Jyothi Natarajan is Editorial Director at the Asian American Writers’ Workshop, an alternative arts space dedicated to literature at the intersection of race, migration and social justice. Previously, she was an editor at The Caravan magazine and The New Press. Her writing has appeared in the anthology Good Girls Marry Doctors (Aunt Lute, 2016). twitter: @cupofjyo
POETRY
Farrah Field is the author of Rising, Wolf and Pilot (Four Way Books), and the chapbook Parents (Immaculate Disciples Press). She lives in Brooklyn and is confounder of Berl’s Poetry Shop.
erica kaufman is the author of POST CLASSIC (forthcoming Roof Books, 2019), INSTANT CLASSIC (Roof Books, 2013), and censory impulse (Factory School, 2009). she is also the co-editor of NO GENDER: Reflections on the Life and Work of kari edwards (Venn Diagram, 2009), and of Adrienne Rich: Teaching at CUNY, 1968-1974 (Lost & Found: The CUNY Poetics Document Initiative, 2014) . Prose and critical work can be found in or is forthcoming in: The Color of Vowels: New York School Collaborations (ed. Mark Silverberg, Palgrave MacMillan, 2013), the MLA Guide to Teaching Gertrude Stein (eds. L. Esdale and D. Mix), and in THE SUPPOSIUM: A Wager (ed. Joan Retallack, Litmus Press, 2018). kaufman is the Director of Bard College the Institute for Writing & Thinking and where she is also Visiting Assistant Professor of Humanities. for Writing & Thinking and where she is also Visiting Assistant Professor of Humanities. ericajkaufman.com
Dean Rader’s debut collection of poems, Works & Days, won the 2010 T. S. Eliot Poetry Prize and Landscape Portrait Figure Form (2014) was named by The Barnes & Noble Review as a Best Poetry Book. His most recent projects, all published in 2017, include Suture, collaborative sonnets written with Simone Muench (Black Lawrence), Bullets into Bells: Poets and Citizens Respond to Gun Violence edited with Brian Clements & Alexandra Teague (Beacon Press) and Self-Portrait as Wikipedia Entry (Copper Canyon), which was a finalist for both the Oklahoma Book Award and the Northern California Book Award. He is a professor at the University of San Francisco.
MAGAZINES
Maribeth Batcha is the Publisher and Co-founder of One Story. She has worked in magazine circulation for over 25 years for titles including Diabetes Self-Management, Lingua Franca, University Business, The New York Review of Books, Working Mother, and The Progressive. In addition to circulation consulting, she currently does marketing and development copywriting for not-for-profits, including the 92nd Street Y and the National Academy Foundation. She has a BA from New York University and an MFA in creative writing from Columbia University.

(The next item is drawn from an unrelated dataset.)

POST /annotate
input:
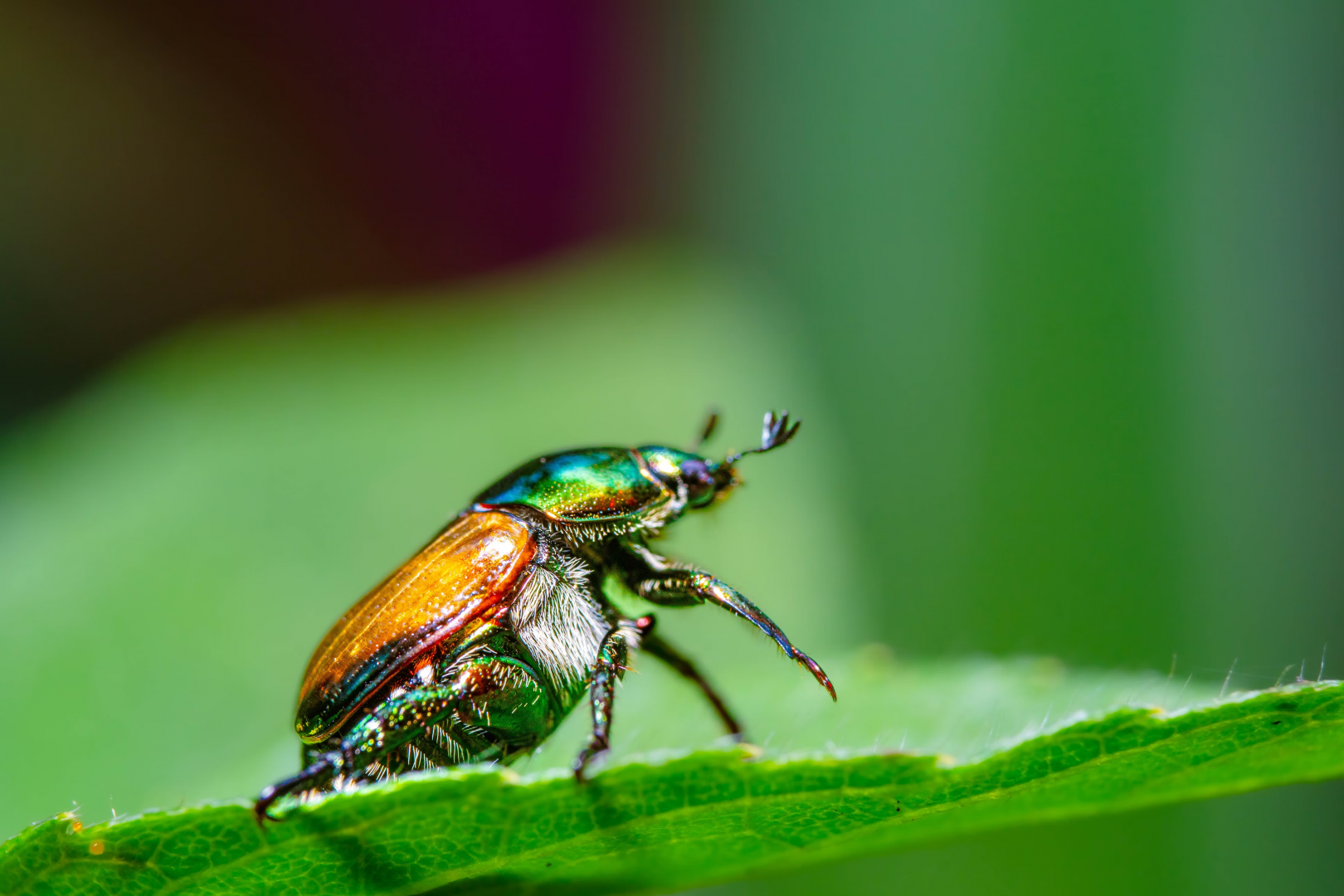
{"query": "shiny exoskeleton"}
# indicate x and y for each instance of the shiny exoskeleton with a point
(485, 641)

Katie Raissian is editor and publisher of Stonecutter Journal, a print magazine of art and literature which focuses on publishing international writers and artists alongside US-based ones. She is also an editor at Grove Atlantic where she edits and acquires literary fiction and nonfiction.
Poet, sound artist, and scholar, Duriel E. Harris is author of three print poetry collections including No Dictionary of a Living Tongue (2017), winner of the Nightboat Poetry Prize and finalist for the Publishing Triangle’s Audre Lorde Award. Current undertakings include the solo performance project Thingification, which has been featured at the Greenhouse Theater (Chicago), the Wild Project (NYC), and Babylon Cinema (Berlin). Recent writing is featured with Harriet Blog (The Poetry Foundation), the Academy of American Poets, and Letters to the Future: Black WOMEN/Radical WRITING (Kore Press 2018). The 2018 Offen Poet, Harris is an associate professor of English in the graduate creative writing program at Illinois State University and the Editor of Obsidian: Literature & Arts in the African Diaspora.